We recognize some of the challenges with being a new cross-cultural resident – adjustment to a new culture, craving the familiar of home, the language and idiomatic expressions. We know there can be loneliness, isolation, cultural barriers and biases. We also recognize you can be a resident of a city but until you’re welcomed into someone’s home, it's hard to feel feel settled much less accepted.
Our goal is to offer simple hospitality and friendships to ladies of recent foreign immigration. Sometimes it means crafting (sewing, cookie, cake decorating, cake pops, paper crafting, scrapbooking). Other times, it means offering language helps and orientation to resources, neighborhoods, and goods.
We also have an opportunity with a group of recent immigrants to help them navigate the unfamiliar territory of a new culture. Often times they arrive with little resources, so we might partner with school supplies and educational support. With an eye on our Rhythm of Hospitality, we host parties to introduce kids and adults to aspects and nuance of American culture.
We also host regular "Have 2 / Share 1" weekends where we spend some quality time with people who’s needs are different than our own. In Luke 3, John challenges the people, “If you have two shirts, give one to the poor. If you have food, share it with those who are hungry.” To that end, we visit, encourage, and offer simple support (i.e. grocery, toiletry, and quality used clothing items). In practicing Hospitality, we don't want to make room for our friends but the strangers as well. And throughout scripture, God invites us to invites us to care to the foreigner.
For info about meeting times and opportunities, email firstname.lastname@example.org
Through our network of friendships, we have on-going relationships with children and families a part of the foster care system.
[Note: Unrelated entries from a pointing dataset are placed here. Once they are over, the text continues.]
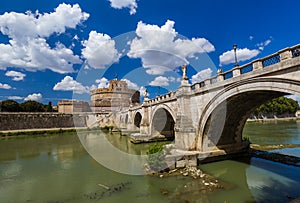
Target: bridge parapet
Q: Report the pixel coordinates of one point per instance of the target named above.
(163, 98)
(280, 56)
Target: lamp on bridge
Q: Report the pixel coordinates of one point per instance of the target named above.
(234, 48)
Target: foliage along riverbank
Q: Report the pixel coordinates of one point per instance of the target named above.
(50, 131)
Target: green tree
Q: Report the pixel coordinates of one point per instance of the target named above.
(10, 106)
(278, 106)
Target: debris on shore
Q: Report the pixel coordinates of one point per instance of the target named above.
(200, 183)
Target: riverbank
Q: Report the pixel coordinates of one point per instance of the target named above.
(273, 119)
(46, 131)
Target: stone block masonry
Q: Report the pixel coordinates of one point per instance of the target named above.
(17, 121)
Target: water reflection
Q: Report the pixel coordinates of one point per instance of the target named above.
(272, 133)
(58, 169)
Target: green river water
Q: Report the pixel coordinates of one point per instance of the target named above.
(59, 169)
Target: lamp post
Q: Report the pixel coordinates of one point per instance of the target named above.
(234, 48)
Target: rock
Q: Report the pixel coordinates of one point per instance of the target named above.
(164, 191)
(180, 164)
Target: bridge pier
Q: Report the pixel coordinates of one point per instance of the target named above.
(185, 132)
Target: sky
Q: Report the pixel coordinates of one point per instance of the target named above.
(55, 50)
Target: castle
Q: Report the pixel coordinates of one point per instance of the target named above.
(103, 100)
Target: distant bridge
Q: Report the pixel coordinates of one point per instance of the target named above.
(210, 115)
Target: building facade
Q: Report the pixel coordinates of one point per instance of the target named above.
(114, 98)
(73, 106)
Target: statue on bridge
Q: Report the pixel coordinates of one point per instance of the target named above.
(184, 77)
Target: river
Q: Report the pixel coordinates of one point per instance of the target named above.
(59, 169)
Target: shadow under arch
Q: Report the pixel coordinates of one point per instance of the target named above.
(163, 122)
(137, 119)
(222, 121)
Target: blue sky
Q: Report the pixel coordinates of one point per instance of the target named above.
(50, 48)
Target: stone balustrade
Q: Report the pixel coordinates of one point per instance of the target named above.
(284, 54)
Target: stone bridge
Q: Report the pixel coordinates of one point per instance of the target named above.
(210, 115)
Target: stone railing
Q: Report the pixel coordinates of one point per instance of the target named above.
(287, 53)
(161, 98)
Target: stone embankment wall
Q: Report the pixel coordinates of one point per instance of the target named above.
(16, 121)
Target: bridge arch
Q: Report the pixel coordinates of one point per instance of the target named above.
(222, 121)
(163, 122)
(137, 119)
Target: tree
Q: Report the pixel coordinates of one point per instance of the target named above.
(10, 106)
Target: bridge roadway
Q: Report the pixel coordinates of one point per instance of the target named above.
(209, 116)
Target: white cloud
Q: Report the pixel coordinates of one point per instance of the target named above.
(69, 84)
(34, 97)
(15, 97)
(242, 55)
(202, 75)
(16, 76)
(5, 86)
(160, 81)
(131, 85)
(100, 50)
(28, 32)
(261, 46)
(103, 82)
(294, 97)
(143, 91)
(160, 49)
(119, 4)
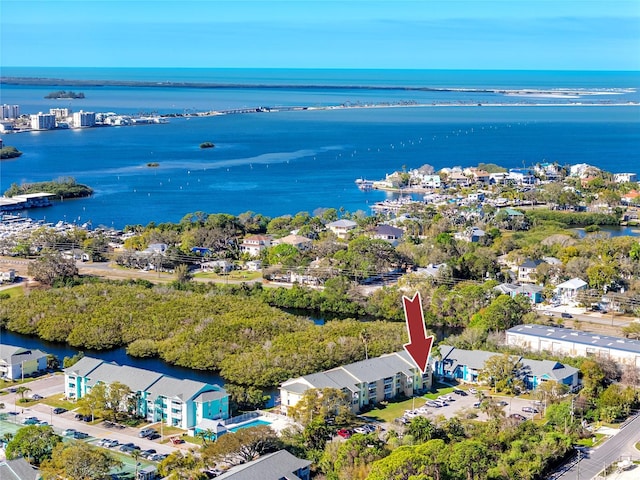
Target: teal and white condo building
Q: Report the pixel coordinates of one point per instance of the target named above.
(176, 402)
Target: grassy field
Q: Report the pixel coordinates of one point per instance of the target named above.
(14, 292)
(236, 275)
(393, 410)
(59, 401)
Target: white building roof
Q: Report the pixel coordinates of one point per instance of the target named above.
(572, 284)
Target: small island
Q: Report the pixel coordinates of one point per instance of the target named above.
(9, 152)
(63, 94)
(61, 188)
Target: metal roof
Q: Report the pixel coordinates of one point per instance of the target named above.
(575, 336)
(275, 466)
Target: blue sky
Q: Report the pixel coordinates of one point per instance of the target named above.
(422, 34)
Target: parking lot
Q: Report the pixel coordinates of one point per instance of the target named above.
(54, 385)
(467, 405)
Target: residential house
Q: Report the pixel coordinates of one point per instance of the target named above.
(254, 245)
(176, 402)
(522, 176)
(297, 241)
(568, 291)
(220, 266)
(431, 270)
(564, 341)
(527, 270)
(536, 372)
(532, 292)
(388, 233)
(366, 382)
(341, 228)
(8, 276)
(279, 465)
(466, 365)
(481, 176)
(18, 362)
(253, 265)
(471, 234)
(458, 179)
(431, 181)
(18, 469)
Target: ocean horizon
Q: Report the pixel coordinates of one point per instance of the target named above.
(288, 161)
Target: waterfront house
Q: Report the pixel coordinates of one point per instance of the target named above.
(254, 245)
(366, 382)
(625, 177)
(527, 270)
(219, 266)
(456, 364)
(8, 276)
(564, 341)
(18, 362)
(341, 228)
(532, 292)
(568, 291)
(297, 241)
(471, 234)
(388, 233)
(279, 465)
(176, 402)
(522, 176)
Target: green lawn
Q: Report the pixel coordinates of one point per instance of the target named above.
(241, 275)
(58, 401)
(393, 410)
(14, 292)
(588, 442)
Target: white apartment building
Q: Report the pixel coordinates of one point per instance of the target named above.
(61, 113)
(564, 341)
(84, 119)
(10, 111)
(43, 121)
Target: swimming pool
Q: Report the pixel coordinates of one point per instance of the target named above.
(253, 423)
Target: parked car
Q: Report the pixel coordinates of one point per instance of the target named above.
(146, 432)
(148, 453)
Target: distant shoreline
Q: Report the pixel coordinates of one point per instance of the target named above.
(554, 92)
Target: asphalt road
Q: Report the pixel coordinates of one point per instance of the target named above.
(54, 384)
(619, 446)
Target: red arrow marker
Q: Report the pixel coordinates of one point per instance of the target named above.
(419, 345)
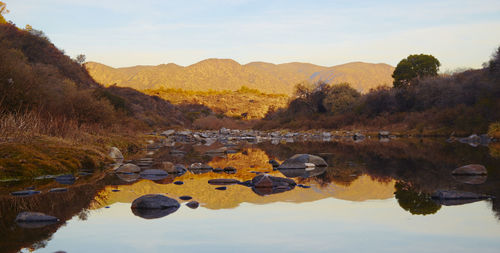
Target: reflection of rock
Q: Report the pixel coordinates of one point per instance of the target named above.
(470, 179)
(303, 173)
(152, 206)
(128, 168)
(223, 181)
(115, 154)
(154, 174)
(454, 195)
(471, 169)
(35, 220)
(193, 204)
(199, 168)
(299, 162)
(128, 177)
(66, 179)
(25, 193)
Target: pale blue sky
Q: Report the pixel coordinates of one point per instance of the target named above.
(149, 32)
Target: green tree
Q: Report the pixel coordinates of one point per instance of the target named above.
(410, 70)
(3, 10)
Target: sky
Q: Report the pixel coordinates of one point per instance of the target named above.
(461, 34)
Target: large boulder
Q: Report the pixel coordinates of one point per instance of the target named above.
(153, 206)
(35, 220)
(303, 161)
(471, 169)
(266, 181)
(115, 154)
(128, 168)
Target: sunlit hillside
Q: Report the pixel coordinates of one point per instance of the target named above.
(227, 74)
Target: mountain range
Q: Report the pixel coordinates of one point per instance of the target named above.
(227, 74)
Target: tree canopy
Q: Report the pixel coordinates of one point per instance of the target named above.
(410, 70)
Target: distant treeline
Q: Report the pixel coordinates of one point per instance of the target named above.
(466, 102)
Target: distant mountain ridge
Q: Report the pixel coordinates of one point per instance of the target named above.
(227, 74)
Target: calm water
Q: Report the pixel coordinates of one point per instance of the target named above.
(373, 197)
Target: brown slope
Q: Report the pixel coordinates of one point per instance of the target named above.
(362, 76)
(227, 74)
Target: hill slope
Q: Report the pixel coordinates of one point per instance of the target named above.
(227, 74)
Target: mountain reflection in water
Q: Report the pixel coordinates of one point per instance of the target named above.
(407, 171)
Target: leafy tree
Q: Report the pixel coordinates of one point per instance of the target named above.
(3, 10)
(410, 70)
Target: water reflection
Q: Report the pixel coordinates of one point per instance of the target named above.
(408, 171)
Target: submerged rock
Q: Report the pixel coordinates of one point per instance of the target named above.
(128, 168)
(152, 206)
(454, 195)
(193, 204)
(154, 174)
(470, 169)
(116, 154)
(223, 181)
(24, 193)
(35, 220)
(300, 161)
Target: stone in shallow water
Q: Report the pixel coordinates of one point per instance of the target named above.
(66, 179)
(193, 204)
(185, 197)
(58, 190)
(24, 193)
(471, 169)
(153, 206)
(35, 220)
(223, 181)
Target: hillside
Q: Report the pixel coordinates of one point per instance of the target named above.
(226, 74)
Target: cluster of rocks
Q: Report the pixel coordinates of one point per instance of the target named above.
(473, 174)
(228, 136)
(473, 140)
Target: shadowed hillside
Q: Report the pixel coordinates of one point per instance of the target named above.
(227, 74)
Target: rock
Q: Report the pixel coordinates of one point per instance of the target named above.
(128, 177)
(274, 163)
(152, 206)
(470, 179)
(230, 170)
(168, 132)
(299, 162)
(193, 204)
(247, 183)
(223, 181)
(66, 179)
(58, 190)
(24, 193)
(452, 194)
(128, 168)
(471, 169)
(266, 181)
(115, 154)
(154, 174)
(35, 220)
(185, 197)
(199, 168)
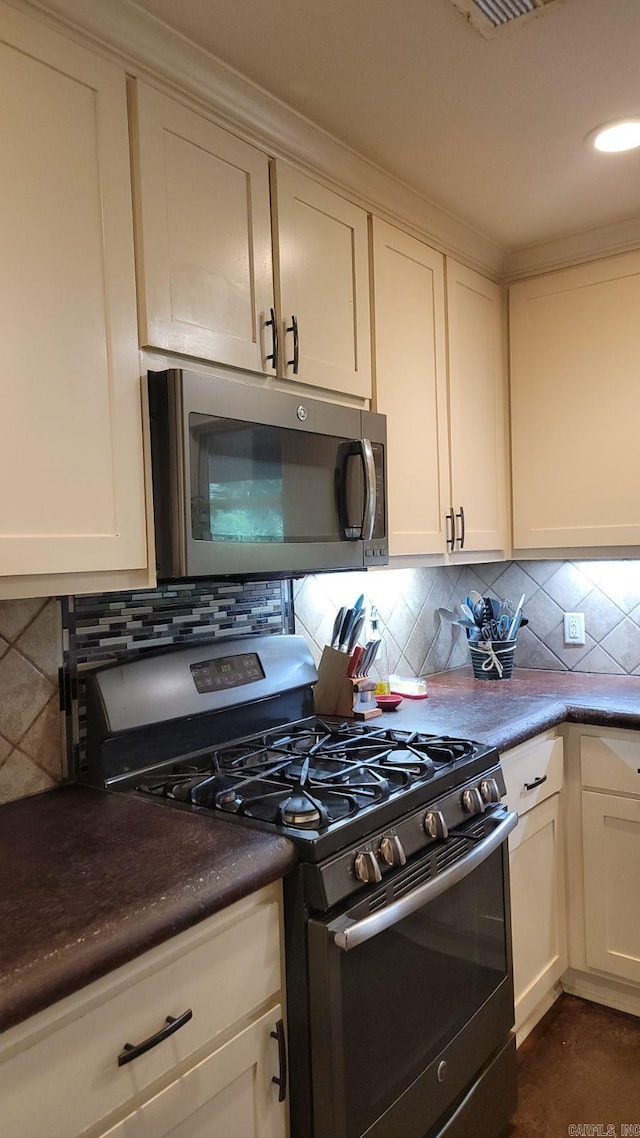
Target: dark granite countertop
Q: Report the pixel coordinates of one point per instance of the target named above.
(508, 711)
(89, 880)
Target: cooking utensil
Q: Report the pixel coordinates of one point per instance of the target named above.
(517, 617)
(355, 632)
(346, 629)
(337, 626)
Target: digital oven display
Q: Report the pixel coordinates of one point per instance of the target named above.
(227, 671)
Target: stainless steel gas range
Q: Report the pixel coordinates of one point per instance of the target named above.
(398, 934)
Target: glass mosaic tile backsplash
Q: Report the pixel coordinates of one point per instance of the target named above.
(121, 626)
(39, 636)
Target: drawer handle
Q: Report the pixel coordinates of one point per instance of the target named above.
(281, 1080)
(132, 1050)
(536, 782)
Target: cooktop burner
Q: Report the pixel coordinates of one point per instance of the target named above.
(253, 752)
(311, 776)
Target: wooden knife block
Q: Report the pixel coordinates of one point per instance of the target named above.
(336, 693)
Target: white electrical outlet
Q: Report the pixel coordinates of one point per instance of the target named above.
(574, 628)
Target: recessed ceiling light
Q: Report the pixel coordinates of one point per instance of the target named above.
(615, 137)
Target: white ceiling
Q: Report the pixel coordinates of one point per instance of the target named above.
(491, 130)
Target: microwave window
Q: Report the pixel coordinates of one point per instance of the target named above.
(255, 483)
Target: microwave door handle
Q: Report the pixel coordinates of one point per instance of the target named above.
(370, 503)
(364, 530)
(359, 931)
(351, 530)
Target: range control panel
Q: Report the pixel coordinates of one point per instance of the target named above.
(391, 848)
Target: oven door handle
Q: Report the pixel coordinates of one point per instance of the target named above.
(357, 932)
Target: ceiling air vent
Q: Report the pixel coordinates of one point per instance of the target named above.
(490, 16)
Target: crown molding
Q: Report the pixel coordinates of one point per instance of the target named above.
(574, 249)
(149, 49)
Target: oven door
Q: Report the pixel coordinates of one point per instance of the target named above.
(411, 991)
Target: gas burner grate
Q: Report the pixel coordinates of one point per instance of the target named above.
(308, 776)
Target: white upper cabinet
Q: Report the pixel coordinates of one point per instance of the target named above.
(204, 236)
(72, 471)
(322, 283)
(440, 378)
(477, 410)
(575, 406)
(410, 354)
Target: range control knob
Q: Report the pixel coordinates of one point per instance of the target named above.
(473, 801)
(391, 850)
(490, 790)
(435, 824)
(366, 866)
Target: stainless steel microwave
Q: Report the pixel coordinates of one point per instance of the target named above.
(254, 483)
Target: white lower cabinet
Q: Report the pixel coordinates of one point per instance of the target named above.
(59, 1072)
(229, 1094)
(538, 906)
(610, 847)
(534, 775)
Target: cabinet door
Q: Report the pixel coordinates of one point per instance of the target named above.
(411, 386)
(575, 405)
(204, 237)
(538, 906)
(71, 464)
(322, 274)
(230, 1094)
(610, 834)
(477, 409)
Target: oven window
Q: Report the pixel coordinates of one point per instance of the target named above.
(253, 483)
(408, 991)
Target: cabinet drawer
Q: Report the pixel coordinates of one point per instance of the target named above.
(608, 763)
(533, 772)
(222, 970)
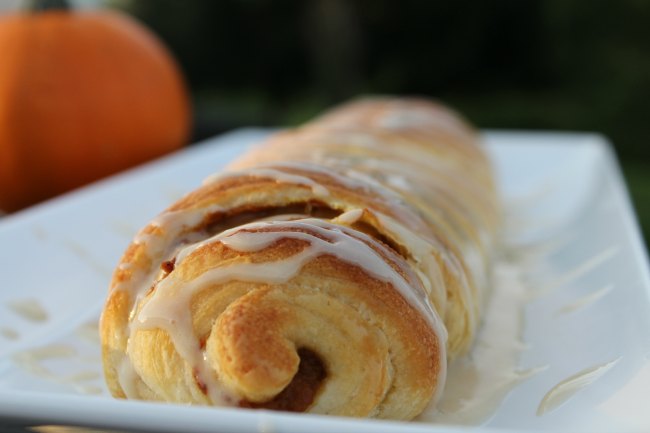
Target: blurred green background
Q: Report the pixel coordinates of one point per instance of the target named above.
(554, 64)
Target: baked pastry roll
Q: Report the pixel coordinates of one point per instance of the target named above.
(334, 269)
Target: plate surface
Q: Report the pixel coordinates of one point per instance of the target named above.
(566, 196)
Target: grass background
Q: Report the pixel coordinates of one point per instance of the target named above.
(581, 65)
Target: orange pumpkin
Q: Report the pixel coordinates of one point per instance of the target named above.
(83, 94)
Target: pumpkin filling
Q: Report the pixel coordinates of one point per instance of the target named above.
(299, 395)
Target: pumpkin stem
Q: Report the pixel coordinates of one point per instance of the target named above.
(48, 5)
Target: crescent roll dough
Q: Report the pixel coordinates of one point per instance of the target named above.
(335, 268)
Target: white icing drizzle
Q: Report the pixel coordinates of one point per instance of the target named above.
(168, 307)
(567, 388)
(478, 382)
(348, 218)
(30, 309)
(271, 173)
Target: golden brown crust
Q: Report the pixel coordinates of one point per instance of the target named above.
(315, 276)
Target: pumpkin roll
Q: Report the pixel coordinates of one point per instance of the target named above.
(335, 269)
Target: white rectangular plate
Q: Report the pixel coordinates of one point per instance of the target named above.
(569, 193)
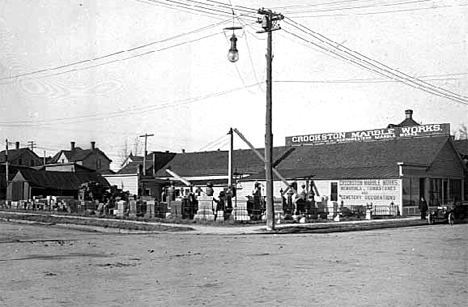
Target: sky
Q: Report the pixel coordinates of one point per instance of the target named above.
(110, 71)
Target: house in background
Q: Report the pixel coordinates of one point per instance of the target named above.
(92, 158)
(135, 180)
(28, 183)
(462, 148)
(20, 157)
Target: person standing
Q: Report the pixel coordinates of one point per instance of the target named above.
(423, 208)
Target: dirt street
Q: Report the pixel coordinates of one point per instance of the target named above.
(415, 266)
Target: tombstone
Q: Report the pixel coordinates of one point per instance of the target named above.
(121, 208)
(14, 205)
(176, 208)
(369, 211)
(150, 208)
(220, 216)
(205, 208)
(133, 210)
(239, 210)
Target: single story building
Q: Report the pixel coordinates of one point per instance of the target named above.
(28, 183)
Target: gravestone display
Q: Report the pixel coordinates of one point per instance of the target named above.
(205, 208)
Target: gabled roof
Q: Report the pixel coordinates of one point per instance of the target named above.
(376, 159)
(15, 153)
(212, 163)
(59, 180)
(77, 154)
(462, 147)
(421, 151)
(408, 122)
(162, 158)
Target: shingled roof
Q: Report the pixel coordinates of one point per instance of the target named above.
(377, 159)
(162, 158)
(59, 180)
(462, 147)
(77, 154)
(212, 163)
(13, 153)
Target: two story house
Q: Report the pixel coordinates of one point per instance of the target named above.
(92, 158)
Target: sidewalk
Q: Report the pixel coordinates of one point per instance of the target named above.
(81, 222)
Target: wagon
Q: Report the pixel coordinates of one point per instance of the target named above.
(448, 214)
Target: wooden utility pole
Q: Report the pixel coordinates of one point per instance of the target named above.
(144, 154)
(32, 145)
(6, 162)
(269, 24)
(231, 148)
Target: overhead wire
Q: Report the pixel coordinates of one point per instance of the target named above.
(119, 52)
(210, 144)
(110, 115)
(432, 7)
(376, 5)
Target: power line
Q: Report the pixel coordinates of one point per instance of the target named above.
(355, 7)
(347, 54)
(380, 12)
(119, 53)
(199, 7)
(372, 80)
(110, 115)
(208, 145)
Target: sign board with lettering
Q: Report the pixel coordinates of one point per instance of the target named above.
(379, 192)
(369, 135)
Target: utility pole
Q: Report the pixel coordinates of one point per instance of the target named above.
(6, 162)
(144, 155)
(269, 24)
(231, 148)
(32, 145)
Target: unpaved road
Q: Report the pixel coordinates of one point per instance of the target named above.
(416, 266)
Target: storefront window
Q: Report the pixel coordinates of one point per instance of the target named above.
(455, 190)
(435, 192)
(410, 191)
(334, 191)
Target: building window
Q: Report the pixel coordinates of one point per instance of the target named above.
(411, 191)
(334, 191)
(455, 190)
(435, 192)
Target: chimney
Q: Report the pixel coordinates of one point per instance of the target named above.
(409, 114)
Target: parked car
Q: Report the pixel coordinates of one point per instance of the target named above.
(448, 214)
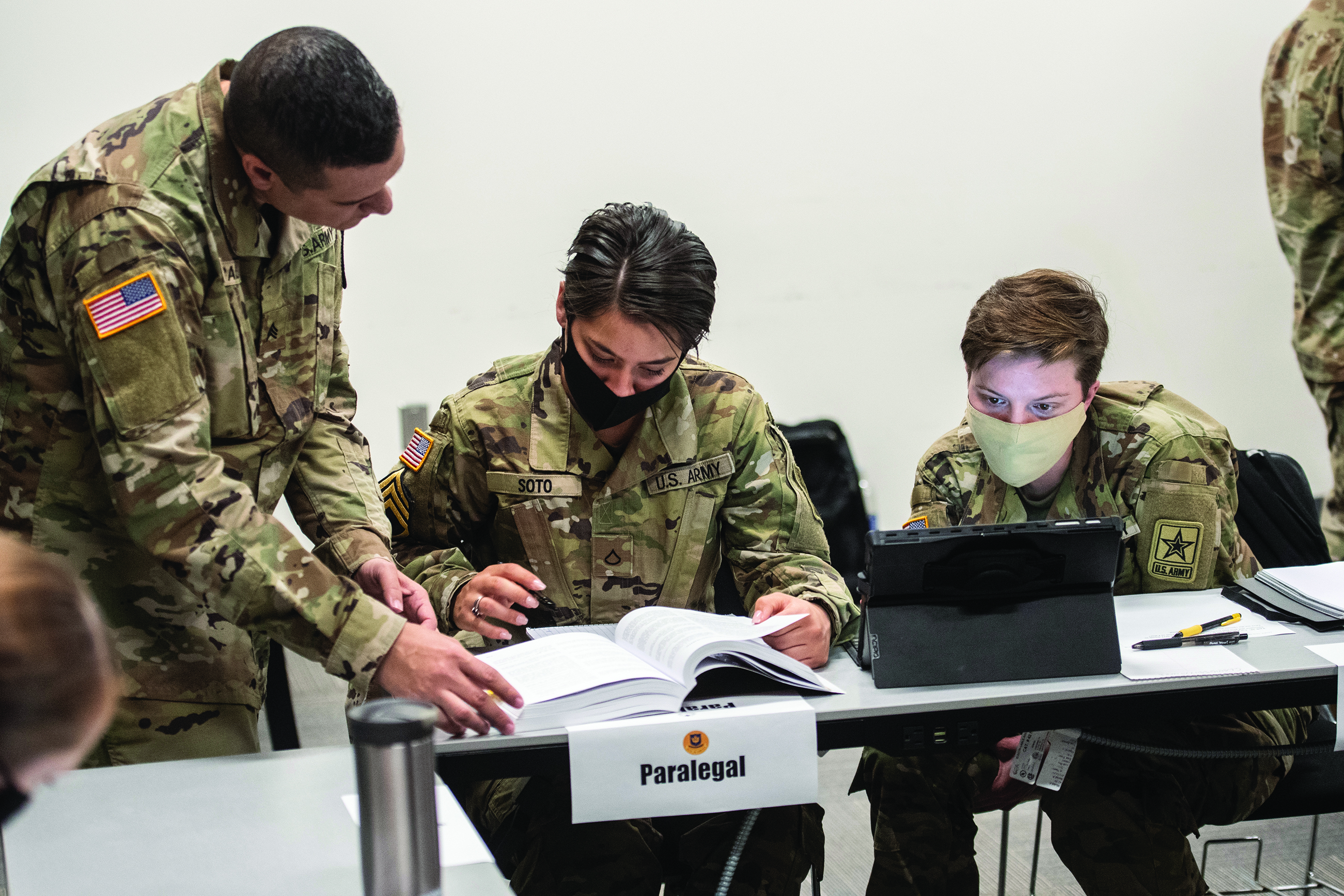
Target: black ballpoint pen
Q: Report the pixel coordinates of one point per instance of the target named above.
(1209, 640)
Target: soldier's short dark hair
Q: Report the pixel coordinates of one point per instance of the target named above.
(1043, 313)
(305, 99)
(646, 265)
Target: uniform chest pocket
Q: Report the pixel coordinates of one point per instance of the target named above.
(230, 365)
(298, 340)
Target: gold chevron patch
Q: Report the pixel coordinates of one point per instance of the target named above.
(397, 504)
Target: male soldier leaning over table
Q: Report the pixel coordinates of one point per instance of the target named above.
(173, 366)
(1043, 439)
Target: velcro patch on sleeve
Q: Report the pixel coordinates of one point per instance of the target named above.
(683, 477)
(397, 503)
(1175, 553)
(417, 450)
(126, 305)
(534, 484)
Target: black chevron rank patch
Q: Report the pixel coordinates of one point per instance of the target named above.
(397, 503)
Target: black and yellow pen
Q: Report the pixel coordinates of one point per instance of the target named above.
(1193, 631)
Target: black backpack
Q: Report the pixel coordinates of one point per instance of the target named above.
(832, 480)
(1276, 512)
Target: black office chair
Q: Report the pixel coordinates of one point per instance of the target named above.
(1277, 516)
(280, 707)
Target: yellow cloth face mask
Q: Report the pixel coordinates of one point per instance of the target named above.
(1022, 453)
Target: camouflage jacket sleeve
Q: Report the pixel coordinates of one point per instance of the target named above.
(144, 394)
(772, 532)
(939, 495)
(332, 491)
(1184, 499)
(447, 508)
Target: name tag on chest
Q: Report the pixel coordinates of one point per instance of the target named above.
(534, 485)
(683, 477)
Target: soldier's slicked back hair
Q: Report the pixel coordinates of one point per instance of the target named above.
(1043, 313)
(305, 99)
(58, 673)
(646, 265)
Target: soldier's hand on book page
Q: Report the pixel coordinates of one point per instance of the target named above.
(808, 640)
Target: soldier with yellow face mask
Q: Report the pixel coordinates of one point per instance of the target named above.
(1042, 438)
(608, 472)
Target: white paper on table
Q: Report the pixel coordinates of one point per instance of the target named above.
(1322, 582)
(1147, 617)
(459, 844)
(1335, 653)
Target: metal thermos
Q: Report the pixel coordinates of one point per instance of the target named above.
(398, 825)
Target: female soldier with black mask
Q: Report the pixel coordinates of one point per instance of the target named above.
(626, 470)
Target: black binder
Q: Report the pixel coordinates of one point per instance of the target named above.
(999, 602)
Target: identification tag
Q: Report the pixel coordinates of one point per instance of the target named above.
(714, 756)
(1043, 757)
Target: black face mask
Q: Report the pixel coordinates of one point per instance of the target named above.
(596, 403)
(11, 798)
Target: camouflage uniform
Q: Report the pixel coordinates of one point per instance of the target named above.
(1304, 140)
(514, 475)
(151, 457)
(1120, 821)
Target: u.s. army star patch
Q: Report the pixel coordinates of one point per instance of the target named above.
(126, 305)
(1175, 553)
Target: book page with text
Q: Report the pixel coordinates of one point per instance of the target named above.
(667, 637)
(566, 664)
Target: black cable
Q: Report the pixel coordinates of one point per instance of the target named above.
(1283, 750)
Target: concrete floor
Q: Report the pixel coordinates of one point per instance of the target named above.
(319, 709)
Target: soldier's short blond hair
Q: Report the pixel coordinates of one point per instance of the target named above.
(58, 675)
(1043, 313)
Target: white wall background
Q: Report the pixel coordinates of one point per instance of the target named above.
(861, 171)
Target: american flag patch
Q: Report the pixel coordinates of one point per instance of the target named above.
(126, 305)
(417, 450)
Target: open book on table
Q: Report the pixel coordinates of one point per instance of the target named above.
(646, 664)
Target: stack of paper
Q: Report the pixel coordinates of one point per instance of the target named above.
(1319, 588)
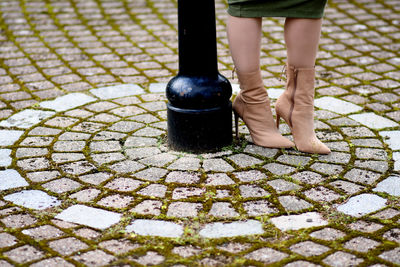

We seek to celebrate families and children who are in need of encouragement, supplies, and resources. Our goal is to lift the load of those on the front lines of caring for some of the most vulnerable in our city. In some cases, we make birthday boxes for children within the CPS system. In another case, we have a growing relationship with a foster family thanks to our friends at Austin Angels. Our hope is to become aware of needs, see opportunities, and consider what resources we have to share.